A Quick Word on Horror Stories
Horror stories belong in the Irony quadrant of my genre circle, as outlined in my book How Stories Really Work.
Irony - and its subset horror - draw their power from two main sources:
1. The expectations arising from the conventional tropes of the Epic genre, in which events are presented as real and external and the subjective state of the characters (and thus of the audience) is less a focus than the outward action and movement of the story. Epics place a great emphasis on linear vacuums - what happens next? - and the resulting momentum; Ironies, on the other hand, question the reality of events, delving deeply at times in to the subconscious minds of the characters (and thus the audience’s minds) and making readers and audiences question what is being presented to them as ‘real’.
2. Death.
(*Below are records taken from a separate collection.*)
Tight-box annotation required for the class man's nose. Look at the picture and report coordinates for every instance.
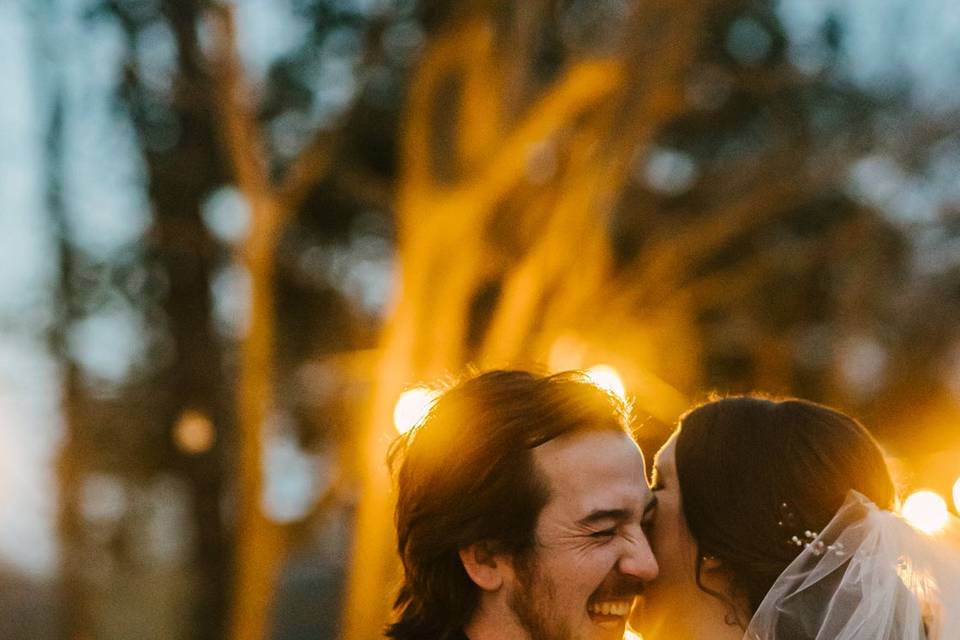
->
[617,535,660,582]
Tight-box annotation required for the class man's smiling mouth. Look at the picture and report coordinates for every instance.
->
[587,598,634,628]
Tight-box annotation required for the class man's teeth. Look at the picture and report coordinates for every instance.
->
[588,600,631,616]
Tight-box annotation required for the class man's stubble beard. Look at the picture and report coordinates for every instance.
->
[508,551,572,640]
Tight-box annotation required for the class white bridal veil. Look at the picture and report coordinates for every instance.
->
[744,491,960,640]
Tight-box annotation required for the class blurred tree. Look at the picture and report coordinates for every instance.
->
[344,1,957,639]
[37,0,960,639]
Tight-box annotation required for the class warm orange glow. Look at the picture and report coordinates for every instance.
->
[393,387,438,434]
[173,410,217,455]
[586,364,627,399]
[901,491,949,534]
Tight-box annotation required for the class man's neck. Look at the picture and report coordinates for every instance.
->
[463,596,530,640]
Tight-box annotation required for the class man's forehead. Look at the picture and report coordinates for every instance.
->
[534,431,649,515]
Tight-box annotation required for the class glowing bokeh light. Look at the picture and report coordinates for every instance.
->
[393,387,439,434]
[586,364,627,399]
[901,491,949,534]
[173,410,217,455]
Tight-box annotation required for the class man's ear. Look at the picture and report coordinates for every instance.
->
[700,554,725,573]
[459,542,505,591]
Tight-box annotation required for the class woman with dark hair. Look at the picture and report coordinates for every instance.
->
[635,396,960,640]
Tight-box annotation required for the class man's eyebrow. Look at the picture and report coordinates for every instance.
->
[577,509,633,525]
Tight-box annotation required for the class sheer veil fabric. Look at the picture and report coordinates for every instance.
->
[744,491,960,640]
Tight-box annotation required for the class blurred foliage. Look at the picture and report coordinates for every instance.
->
[9,0,960,639]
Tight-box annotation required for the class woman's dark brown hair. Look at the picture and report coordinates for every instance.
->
[676,396,896,614]
[387,371,629,640]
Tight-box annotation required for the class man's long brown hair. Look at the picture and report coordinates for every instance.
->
[387,371,629,640]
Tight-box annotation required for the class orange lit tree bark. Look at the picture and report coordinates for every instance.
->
[343,1,928,640]
[210,4,344,640]
[343,3,706,640]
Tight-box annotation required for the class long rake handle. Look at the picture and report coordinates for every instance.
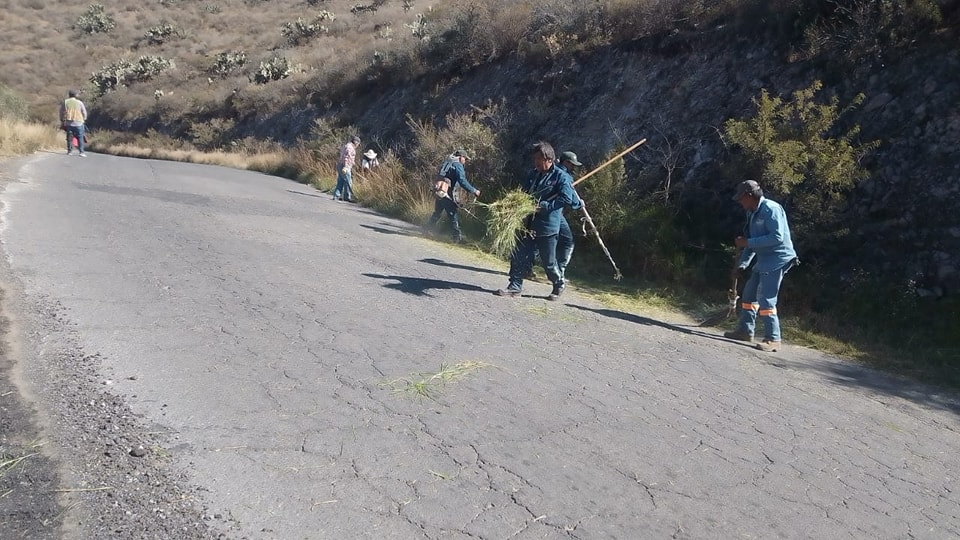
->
[573,138,647,189]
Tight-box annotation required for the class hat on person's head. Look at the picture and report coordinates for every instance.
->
[733,180,763,201]
[560,151,583,167]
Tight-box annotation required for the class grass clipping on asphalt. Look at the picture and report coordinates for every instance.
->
[484,189,537,257]
[380,361,493,399]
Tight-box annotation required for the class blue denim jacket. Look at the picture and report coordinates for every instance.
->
[739,197,797,272]
[443,158,477,199]
[520,165,580,236]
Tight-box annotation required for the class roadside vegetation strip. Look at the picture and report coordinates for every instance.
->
[380,361,496,399]
[0,452,37,476]
[0,117,67,157]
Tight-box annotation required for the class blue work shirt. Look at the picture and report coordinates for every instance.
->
[520,165,580,236]
[554,163,583,210]
[739,197,797,272]
[441,157,477,199]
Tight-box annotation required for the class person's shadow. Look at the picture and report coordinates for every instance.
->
[360,223,419,236]
[363,274,493,297]
[417,258,507,276]
[567,304,753,348]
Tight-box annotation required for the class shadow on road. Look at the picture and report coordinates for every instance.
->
[567,304,753,349]
[360,223,420,236]
[417,259,507,276]
[287,189,329,199]
[567,304,960,414]
[363,274,493,296]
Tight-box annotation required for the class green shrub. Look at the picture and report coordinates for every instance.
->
[407,104,505,192]
[250,56,293,84]
[73,4,117,34]
[280,10,337,45]
[0,84,30,120]
[724,81,878,243]
[804,0,943,61]
[210,51,247,78]
[90,55,174,96]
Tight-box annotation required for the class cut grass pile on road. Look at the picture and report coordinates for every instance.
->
[380,361,494,399]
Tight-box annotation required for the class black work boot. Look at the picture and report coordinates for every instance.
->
[723,330,753,343]
[547,283,567,302]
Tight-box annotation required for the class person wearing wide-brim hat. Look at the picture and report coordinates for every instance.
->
[723,180,799,352]
[360,148,380,169]
[427,148,480,244]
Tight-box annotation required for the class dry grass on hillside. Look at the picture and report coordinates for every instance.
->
[0,0,442,118]
[0,0,744,129]
[0,118,66,157]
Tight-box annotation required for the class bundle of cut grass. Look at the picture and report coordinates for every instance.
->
[484,189,537,257]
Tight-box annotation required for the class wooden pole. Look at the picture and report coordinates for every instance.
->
[573,139,647,189]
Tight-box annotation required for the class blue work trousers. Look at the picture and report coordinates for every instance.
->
[737,265,790,341]
[333,169,353,201]
[428,196,463,242]
[557,217,573,282]
[66,124,85,154]
[507,234,563,291]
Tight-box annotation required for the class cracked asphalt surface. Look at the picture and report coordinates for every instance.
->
[0,154,960,539]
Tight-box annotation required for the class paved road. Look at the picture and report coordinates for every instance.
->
[2,155,960,539]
Death is the ultimate ‘vacuum’, the great unknown, the barrier from beyond which even our greatest loves make no return (unless you’re a Christian, as I am). Ghost stories in particular draw upon this, given that their material is to do with the threshold of death itself.
In Ironies, the emphasis is placed upon mystery and moral vacuums: what is going on under the surface? And is this morally right? Linear vacuums - what happens next? - are interwoven with the mystery, hence the power of the step-by-step approach of horror, or the time countdown.
The haunted house trope is interesting because it is often as though the house itself is alive: such are the magnitude and number of vacuums surrounding it that it almost becomes a ‘character’, indeed, sometimes almost a protagonist.
I prefer ‘eucatastrophes’ myself, as outlined by Tolkien: stories in which there is a sudden ‘turn’ towards the Light. My favourite scary books or films are ones where the horror is finally expunged through some kind of heroic sacrifice, and the story reverts from being an Irony back into an Epic, with good triumphing in the end. But while Death remains mysterious, horror stories will exist in some form and will have their pull.